Use this file to discover all available pages before exploring further.

This section covers how to use Verifiers environments for RL training with our Hosted Training platform, our open-source prime-rl trainer, or other supported libraries.

Table of Contents

Hosted Training

Hosted Training, available within our Lab platform, enables you to automatically train models via prime-rl without needing to manage your own infrastructure. Hosted Training supports LoRA for RL training, and can be used with any environment built with Verifiers.

Configuration

Use the prime lab setup script to download example configuration files for Hosted Training into your workspace:
prime lab setup
This will download example TOML configs for Hosted Training into configs/rl/, example eval configs into configs/eval/, along with configs/endpoints.toml and GEPA starter configs in configs/gepa/:
configs/
├── endpoints.toml
├── eval/
│   ├── qwen-3-5.toml
│   ├── qwen-3-5-moe.toml
│   ├── nemotron-3.toml
│   └── llama-3.toml
├── rl/
│   ├── qwen-3-5.toml
│   ├── qwen-3-5-moe.toml
│   ├── nemotron-3.toml
│   └── llama-3.toml
└── gepa/
    ├── qwen-3-5.toml
    ├── qwen-3-5-moe.toml
    ├── nemotron-3.toml
    └── llama-3.toml
Example configuration file for the primeintellect/reverse-text environment with Qwen/Qwen3.5-4B:
# Qwen3.5 dense models.

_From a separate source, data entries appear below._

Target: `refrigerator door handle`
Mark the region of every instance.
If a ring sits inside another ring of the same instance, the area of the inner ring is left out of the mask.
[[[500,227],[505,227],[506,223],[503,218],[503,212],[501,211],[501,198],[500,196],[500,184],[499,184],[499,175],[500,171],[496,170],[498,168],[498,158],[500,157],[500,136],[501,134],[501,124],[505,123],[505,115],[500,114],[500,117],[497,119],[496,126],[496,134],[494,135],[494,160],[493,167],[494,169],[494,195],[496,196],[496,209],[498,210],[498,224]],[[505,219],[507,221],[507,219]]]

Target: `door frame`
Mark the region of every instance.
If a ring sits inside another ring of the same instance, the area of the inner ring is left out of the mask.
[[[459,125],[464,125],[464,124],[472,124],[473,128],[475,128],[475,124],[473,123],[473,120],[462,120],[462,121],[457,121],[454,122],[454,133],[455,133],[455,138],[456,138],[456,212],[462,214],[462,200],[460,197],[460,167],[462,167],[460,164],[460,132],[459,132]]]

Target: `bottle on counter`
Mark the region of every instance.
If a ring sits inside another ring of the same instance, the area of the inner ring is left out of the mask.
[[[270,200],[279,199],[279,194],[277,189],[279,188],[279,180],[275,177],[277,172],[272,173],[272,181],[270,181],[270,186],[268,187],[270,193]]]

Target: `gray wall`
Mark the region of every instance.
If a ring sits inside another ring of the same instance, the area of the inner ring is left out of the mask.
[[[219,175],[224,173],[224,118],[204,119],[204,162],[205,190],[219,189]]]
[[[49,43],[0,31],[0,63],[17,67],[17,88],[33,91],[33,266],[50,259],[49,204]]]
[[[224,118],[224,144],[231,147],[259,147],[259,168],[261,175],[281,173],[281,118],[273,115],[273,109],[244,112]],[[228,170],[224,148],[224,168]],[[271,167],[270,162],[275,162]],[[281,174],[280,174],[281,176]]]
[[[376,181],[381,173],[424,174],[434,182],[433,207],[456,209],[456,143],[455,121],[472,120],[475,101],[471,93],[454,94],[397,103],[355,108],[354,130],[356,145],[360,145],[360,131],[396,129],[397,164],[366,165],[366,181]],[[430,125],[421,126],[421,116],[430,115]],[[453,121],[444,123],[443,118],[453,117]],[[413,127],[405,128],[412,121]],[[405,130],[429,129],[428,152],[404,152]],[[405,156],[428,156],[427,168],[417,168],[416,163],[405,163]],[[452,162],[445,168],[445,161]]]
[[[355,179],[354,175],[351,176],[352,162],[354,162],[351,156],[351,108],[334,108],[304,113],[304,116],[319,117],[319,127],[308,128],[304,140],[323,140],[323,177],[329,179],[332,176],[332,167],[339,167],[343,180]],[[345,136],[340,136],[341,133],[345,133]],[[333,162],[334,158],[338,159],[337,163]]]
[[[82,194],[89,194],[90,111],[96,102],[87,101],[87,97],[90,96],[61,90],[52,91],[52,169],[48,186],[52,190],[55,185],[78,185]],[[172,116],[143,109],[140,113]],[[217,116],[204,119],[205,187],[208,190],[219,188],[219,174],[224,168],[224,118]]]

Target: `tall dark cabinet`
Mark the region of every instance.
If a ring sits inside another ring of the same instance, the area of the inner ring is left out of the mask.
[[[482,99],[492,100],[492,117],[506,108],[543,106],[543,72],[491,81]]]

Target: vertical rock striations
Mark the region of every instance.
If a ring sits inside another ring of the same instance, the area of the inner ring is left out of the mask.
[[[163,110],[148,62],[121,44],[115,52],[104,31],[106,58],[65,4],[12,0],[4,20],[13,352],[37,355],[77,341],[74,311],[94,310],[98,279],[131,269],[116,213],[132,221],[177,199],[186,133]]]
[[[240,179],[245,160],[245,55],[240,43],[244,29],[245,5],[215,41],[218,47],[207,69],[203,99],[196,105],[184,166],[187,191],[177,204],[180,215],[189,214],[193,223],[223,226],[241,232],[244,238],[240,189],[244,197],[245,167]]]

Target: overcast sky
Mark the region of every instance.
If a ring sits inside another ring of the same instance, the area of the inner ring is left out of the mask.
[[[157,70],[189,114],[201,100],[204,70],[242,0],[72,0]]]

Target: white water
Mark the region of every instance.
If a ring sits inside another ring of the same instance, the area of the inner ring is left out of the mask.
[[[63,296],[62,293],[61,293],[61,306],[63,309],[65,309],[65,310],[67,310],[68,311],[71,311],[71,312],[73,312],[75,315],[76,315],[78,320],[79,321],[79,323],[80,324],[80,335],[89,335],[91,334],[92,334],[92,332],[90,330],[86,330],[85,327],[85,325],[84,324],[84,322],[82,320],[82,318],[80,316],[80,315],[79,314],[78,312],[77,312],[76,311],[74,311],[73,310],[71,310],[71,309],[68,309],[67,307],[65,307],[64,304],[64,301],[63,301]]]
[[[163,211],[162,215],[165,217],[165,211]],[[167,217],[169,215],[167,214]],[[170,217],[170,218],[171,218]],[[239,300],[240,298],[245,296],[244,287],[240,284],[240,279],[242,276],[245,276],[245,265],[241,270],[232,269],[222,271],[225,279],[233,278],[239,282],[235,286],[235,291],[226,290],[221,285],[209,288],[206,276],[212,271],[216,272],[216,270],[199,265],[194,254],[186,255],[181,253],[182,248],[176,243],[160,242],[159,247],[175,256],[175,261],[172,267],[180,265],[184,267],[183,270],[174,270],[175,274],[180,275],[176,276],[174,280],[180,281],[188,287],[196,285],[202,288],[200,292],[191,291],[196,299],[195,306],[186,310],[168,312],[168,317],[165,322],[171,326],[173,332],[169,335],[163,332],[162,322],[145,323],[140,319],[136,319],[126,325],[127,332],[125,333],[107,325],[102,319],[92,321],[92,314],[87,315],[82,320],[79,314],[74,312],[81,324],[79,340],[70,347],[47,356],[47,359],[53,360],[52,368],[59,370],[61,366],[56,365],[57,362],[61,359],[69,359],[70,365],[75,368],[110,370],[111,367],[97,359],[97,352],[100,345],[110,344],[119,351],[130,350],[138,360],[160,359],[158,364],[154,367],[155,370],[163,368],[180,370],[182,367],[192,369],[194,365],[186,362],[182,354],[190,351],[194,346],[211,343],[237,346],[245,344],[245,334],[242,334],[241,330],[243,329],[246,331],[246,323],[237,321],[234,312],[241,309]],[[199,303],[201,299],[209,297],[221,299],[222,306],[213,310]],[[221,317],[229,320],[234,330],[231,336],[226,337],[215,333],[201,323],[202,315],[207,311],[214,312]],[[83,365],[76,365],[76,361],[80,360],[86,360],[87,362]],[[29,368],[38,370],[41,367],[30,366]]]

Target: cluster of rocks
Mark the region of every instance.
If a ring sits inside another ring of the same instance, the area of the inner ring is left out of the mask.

Uncomment exactly one model.
# model = "Qwen/Qwen3.5-0.8B"
# model = "Qwen/Qwen3.5-2B"
model = "Qwen/Qwen3.5-4B"
# model = "Qwen/Qwen3.5-9B"

max_steps = 100
batch_size = 128
rollouts_per_example = 8

[sampling]
max_tokens = 1024

[[env]]
id = "primeintellect/reverse-text"
For v1 BYO Harness environments, put taskset/harness config under taskset and harness:
model = "Qwen/Qwen3-30B-A3B-Instruct-2507"
max_steps = 100
batch_size = 256
rollouts_per_example = 8

[sampling]
max_tokens = 4096

[[env]]
id = "primeintellect/my-v1-env"

[env.args]
arg1 = "non-th-arg"

[env.harness]
max_turns = 8

[env.taskset.toolsets.search]
tools = ["my_env.tools:search"]
bindings = { "search.index" = "objects.index" }

[[env.taskset.rewards]]
fn = "my_env.signals:exact_answer"
weight = 1.0
See BYO Harness for the matching eval config shape and v1 callable/toolset patterns. We currently support the following models for Hosted Training:
  • Qwen/Qwen3-30B-A3B-Instruct-2507
  • Qwen/Qwen3-30B-A3B-Thinking-2507
  • Qwen/Qwen3-4B-Instruct-2507
  • Qwen/Qwen3-4B-Thinking-2507
  • Qwen/Qwen3-VL-4B-Instruct
  • Qwen/Qwen3.5-0.8B
  • Qwen/Qwen3.5-2B
  • Qwen/Qwen3.5-4B
  • Qwen/Qwen3.5-9B
  • Qwen/Qwen3.5-35B-A3B
  • Qwen/Qwen3.5-122B-A10B
  • Qwen/Qwen3.5-397B-A17B
  • meta-llama/Llama-3.2-1B-Instruct
  • meta-llama/Llama-3.2-3B-Instruct
  • nvidia/NVIDIA-Nemotron-3-Nano-30B-A3B-BF16
  • nvidia/NVIDIA-Nemotron-3-Super-120B-A12B-BF16
  • openai/gpt-oss-20b
  • openai/gpt-oss-120b
  • zai-org/GLM-4.7
Hosted Training is currently in Private Beta. For access, please fill out this form.

Training with prime-rl

Our prime-rl trainer is a production-ready async RL training framework that supports large-scale multi-node training, agentic rollouts with Verifiers environments, Mixture-of-Experts (MoE) models, LoRA adapters, and other training algorithms such as SFT and online distillation. We recommend using prime-rl for training with Verifiers environments on self-managed GPU infrastructure. The default configuration distills the best practices from our research team’s experience and the broader community into a stable, easy-to-use recipe, including advanced features such as online difficulty filtering, continuous batching, in-flight weight updates, importance sampling and logprob clipping for stability, and more.

Setup and Configuration

To set up your workspace for training with prime-rl, run:
prime lab setup --prime-rl
This will clone and install the prime-rl trainer and its dependencies. For configuration files and launch commands, use the prime-rl documentation.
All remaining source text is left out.